Adesso invece ho dei bug pazzeschi, da sveglia e da dormiente.
Ci metto qualche secondo prima di non trovar strano che in un film del ’97 le persone escono, si stringono la mano e non indossano alcuna mascherina. Ho sviluppato un nuovo tipo di sogni apocalittici. Questa nuova stagione è molto più imprevedibile degli episodi precedenti. Nei miei sogni ora tutti indossano la mascherina. Tutti sanno di essere al centro di una pandemia. Spesso sogno di essere positiva.
Il mio cervello sembra collegarsi con un adattatore.
Ecco cosa mi sta accadendo, mi sto adattando.
Adattarsi è un altro verbo che potremmo aggiungere alla matrioska della convivenza e a quella della sopravvivenza.

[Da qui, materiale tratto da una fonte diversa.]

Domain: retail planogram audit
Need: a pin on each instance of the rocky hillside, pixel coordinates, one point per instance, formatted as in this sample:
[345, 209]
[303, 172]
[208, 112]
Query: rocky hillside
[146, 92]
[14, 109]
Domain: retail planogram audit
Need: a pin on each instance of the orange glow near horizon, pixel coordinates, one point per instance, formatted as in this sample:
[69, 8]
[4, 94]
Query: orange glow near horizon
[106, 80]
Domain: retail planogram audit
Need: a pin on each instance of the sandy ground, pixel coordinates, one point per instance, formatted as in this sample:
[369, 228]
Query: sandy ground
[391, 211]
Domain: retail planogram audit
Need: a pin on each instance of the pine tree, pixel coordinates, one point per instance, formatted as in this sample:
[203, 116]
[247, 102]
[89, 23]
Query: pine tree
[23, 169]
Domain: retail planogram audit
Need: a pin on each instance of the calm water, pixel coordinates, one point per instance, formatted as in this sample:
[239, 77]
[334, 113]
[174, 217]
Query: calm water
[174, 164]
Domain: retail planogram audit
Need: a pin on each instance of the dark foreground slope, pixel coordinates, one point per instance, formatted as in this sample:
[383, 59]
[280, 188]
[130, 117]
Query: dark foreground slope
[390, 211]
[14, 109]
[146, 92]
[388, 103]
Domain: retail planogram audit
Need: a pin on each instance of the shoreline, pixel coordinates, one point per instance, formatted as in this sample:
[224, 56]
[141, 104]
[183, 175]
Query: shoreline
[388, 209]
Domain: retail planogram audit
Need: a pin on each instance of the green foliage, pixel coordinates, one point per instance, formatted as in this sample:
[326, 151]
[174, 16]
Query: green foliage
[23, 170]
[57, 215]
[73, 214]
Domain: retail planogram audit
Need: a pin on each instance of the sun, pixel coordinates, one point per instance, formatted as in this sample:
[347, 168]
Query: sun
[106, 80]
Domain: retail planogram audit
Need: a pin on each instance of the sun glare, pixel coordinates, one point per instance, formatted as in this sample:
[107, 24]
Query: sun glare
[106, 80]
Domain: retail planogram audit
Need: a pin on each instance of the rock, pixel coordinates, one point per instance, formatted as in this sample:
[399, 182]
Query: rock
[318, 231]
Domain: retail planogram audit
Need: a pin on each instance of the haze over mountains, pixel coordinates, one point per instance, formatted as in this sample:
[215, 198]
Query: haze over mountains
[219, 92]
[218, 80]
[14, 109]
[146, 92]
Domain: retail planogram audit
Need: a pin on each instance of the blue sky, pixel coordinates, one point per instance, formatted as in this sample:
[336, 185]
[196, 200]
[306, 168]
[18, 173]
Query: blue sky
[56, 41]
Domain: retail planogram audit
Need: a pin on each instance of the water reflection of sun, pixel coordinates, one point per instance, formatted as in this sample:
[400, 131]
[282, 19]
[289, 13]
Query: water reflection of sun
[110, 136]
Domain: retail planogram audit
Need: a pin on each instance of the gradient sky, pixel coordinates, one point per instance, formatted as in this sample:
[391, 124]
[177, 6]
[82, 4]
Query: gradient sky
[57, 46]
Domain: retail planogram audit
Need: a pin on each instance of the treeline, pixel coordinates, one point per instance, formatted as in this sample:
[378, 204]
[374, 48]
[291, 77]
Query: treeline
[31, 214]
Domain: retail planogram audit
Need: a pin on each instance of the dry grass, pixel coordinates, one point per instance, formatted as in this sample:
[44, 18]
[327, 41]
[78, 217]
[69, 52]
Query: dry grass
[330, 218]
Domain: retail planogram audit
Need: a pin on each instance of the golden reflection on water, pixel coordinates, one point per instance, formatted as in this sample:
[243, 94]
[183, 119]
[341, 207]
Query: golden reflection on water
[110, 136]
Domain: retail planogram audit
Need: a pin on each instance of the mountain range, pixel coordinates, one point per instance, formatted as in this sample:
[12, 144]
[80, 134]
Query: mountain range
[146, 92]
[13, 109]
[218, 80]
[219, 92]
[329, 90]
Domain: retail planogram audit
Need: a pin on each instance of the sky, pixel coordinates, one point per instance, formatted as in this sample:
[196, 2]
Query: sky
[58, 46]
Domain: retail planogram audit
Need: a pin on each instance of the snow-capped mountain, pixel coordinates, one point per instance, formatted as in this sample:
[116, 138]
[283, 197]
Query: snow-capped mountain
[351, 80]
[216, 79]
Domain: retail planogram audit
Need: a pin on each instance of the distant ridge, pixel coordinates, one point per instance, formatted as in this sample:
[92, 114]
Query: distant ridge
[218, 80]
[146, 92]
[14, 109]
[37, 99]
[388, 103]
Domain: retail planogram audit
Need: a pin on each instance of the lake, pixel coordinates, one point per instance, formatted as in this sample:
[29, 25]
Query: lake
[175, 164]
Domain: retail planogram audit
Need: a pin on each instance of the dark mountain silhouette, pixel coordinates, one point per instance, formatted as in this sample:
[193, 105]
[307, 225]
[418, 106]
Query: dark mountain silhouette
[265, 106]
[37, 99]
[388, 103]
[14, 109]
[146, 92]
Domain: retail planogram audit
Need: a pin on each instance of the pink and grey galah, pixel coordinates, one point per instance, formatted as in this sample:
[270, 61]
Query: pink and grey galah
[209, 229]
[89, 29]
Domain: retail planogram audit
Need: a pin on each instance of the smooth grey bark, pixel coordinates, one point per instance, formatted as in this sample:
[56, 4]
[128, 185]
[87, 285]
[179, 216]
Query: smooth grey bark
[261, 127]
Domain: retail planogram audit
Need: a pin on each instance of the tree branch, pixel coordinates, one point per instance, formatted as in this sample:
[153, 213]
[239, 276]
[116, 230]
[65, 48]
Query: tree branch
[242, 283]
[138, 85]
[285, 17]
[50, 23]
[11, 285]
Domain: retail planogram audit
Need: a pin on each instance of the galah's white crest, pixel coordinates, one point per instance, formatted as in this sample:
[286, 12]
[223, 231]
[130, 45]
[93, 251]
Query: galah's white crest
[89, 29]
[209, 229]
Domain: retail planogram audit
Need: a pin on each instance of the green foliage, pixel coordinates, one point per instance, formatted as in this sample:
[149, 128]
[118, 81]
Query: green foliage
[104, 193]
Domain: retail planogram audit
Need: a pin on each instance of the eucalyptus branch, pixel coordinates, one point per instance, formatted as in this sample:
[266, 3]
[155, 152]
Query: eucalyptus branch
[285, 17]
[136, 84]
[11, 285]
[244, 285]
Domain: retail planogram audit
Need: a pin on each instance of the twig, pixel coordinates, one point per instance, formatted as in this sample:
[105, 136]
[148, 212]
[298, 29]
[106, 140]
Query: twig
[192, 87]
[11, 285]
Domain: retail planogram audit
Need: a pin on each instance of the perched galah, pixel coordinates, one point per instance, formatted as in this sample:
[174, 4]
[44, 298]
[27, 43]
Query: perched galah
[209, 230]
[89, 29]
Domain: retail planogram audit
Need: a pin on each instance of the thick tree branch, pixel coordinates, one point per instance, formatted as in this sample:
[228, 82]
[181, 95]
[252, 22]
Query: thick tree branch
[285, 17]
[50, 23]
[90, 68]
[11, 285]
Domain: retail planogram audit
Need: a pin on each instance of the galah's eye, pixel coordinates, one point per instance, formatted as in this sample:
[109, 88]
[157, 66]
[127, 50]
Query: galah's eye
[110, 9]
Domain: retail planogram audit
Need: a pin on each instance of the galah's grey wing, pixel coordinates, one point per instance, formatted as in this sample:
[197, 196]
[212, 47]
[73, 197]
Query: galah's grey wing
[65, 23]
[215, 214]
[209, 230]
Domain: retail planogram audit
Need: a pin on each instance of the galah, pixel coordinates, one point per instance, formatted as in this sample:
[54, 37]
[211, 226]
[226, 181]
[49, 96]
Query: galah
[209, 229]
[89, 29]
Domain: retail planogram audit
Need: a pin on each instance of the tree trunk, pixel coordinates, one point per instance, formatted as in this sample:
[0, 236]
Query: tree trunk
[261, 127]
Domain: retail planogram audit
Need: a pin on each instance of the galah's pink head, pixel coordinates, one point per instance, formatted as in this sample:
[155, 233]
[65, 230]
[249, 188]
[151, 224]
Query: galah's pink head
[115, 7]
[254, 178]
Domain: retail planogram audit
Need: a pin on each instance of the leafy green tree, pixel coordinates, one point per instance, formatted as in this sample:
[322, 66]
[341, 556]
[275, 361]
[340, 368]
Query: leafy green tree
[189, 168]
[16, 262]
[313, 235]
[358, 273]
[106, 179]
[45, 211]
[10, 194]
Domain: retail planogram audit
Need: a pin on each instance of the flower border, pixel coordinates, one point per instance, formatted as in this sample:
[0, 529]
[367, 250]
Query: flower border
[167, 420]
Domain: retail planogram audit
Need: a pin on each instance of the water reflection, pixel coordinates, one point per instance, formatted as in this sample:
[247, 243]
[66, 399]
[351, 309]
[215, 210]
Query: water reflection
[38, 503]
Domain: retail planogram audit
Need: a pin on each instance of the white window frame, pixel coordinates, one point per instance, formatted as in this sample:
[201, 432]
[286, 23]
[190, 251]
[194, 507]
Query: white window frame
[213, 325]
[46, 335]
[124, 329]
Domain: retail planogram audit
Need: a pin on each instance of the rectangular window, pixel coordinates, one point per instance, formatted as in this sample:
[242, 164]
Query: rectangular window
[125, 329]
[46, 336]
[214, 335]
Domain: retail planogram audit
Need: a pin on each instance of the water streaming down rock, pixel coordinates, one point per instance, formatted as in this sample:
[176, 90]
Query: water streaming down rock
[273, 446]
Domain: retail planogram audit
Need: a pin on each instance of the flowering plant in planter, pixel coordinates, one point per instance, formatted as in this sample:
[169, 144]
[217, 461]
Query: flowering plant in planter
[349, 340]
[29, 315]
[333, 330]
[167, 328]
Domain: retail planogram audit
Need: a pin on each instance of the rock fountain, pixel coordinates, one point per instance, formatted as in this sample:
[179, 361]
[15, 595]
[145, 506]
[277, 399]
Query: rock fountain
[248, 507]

Se devo essere sincera alla selezione naturale continuo a preferire la riproduzione casuale, ma stavolta mi sento obbligata a prepararmi in un qualche modo.
Non mi adatto ancora granché bene alle persone, ma posso cominciare adattandomi all’ambiente, come hanno fatto le giraffe allungando il loro collo per arrivare alle foglie degli alberi.
Chissà che la mutazione genetica della figlia della figlia della mia futura figlia saranno le orecchie a sventola causate dagli elastici troppo stretti di questa generazione.
L’uomo si adatta a tutto, all’odore di concime nei campi, allo smog del centro città, anche a una convivenza forzata con un virus, con il silenzio, con il caos. Proprio come fanno i fermenti lattici.
Attenzione: la convivenza non va intesa quale sostituta di una dieta variata ed equilibrata e di uno stile di vita sano.